Welcome to OpenIntro Labs using Stata! Stata is a program for statistical computing that will allow you to interact with data and apply the statistical methods you learn in the OpenIntro Statistics course. This first lab will provide an introduction to Stata, including the interface, getting data into Stata, and some basic commands.
You can apply statistical methods in Stata using either the drop-down series of menus or using some programming. These labs will focus on teaching programming skills using Stata.
This lab assumes that you have already installed Stata. Stata is available for purchase at http://www.stata.com. You may also wish to see whether your university has Stata licenses available for your use.
First, launch Stata as you would with any program on your computer.

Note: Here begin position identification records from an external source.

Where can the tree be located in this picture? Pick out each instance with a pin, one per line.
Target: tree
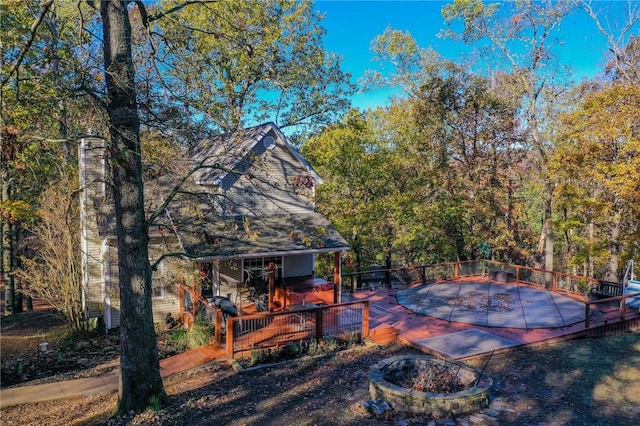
(597, 168)
(43, 92)
(140, 381)
(523, 38)
(234, 62)
(53, 270)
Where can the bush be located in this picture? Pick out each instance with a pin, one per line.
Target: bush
(183, 339)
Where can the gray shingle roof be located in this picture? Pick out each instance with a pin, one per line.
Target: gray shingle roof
(192, 215)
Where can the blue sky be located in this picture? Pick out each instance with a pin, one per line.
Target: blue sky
(352, 25)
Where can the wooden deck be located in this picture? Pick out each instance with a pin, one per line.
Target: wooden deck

The first screen you see should look something like this:
You will notice several areas of the screen. The bottom rectangle is the Command window, where you can enter Stata code interactively (or “on the fly’’) that you wish to run. The results will display in the Results window above the command line. When you open Stata, the Results window displays information about the version of Stata that you are running.

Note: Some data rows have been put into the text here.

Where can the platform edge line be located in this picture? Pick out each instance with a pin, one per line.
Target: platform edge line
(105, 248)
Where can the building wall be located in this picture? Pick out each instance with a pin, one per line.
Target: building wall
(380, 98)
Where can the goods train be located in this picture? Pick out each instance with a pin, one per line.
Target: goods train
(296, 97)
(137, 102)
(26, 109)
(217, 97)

The right panel summarizes what information, for example data, is currently available to work with in Stata. In this screen above, we do not have any data or information loaded into Stata, so that area is blank.
Each time you open Stata, it is a good idea to know where your working directory is set to. The working directory is where Stata looks for Stata-related files, such as datasets or code. We recommend creating a folder for your labs on your computer and setting your working directory there. You should save all datasets for these labs in this folder.
You can view the current working directory by looking at the bottom of the screen:
You can also check the current working directory by typing pwd
into the Command window and pressing enter.
If your working directory is not set to where you would like Stata to look, you can change this to another folder on your computer. You can set the working directory through the dropdown menu:
You can also set the working directory using the command “cd” followed by the path on your computer.
In Stata, you can enter code interactively (“on the fly”) in the Command window. We have shown this above with the pwd
and cd
commands. You can also save your code in a separate file called a do-file. It is always better to save code in a separate do-file because:
In these labs, you should always use a do-file to record any code that you create. To create a new do-file, select the button at the top corresponding to Do-file Editor:
Or choose file -> new -> do file editor from the drop down menu.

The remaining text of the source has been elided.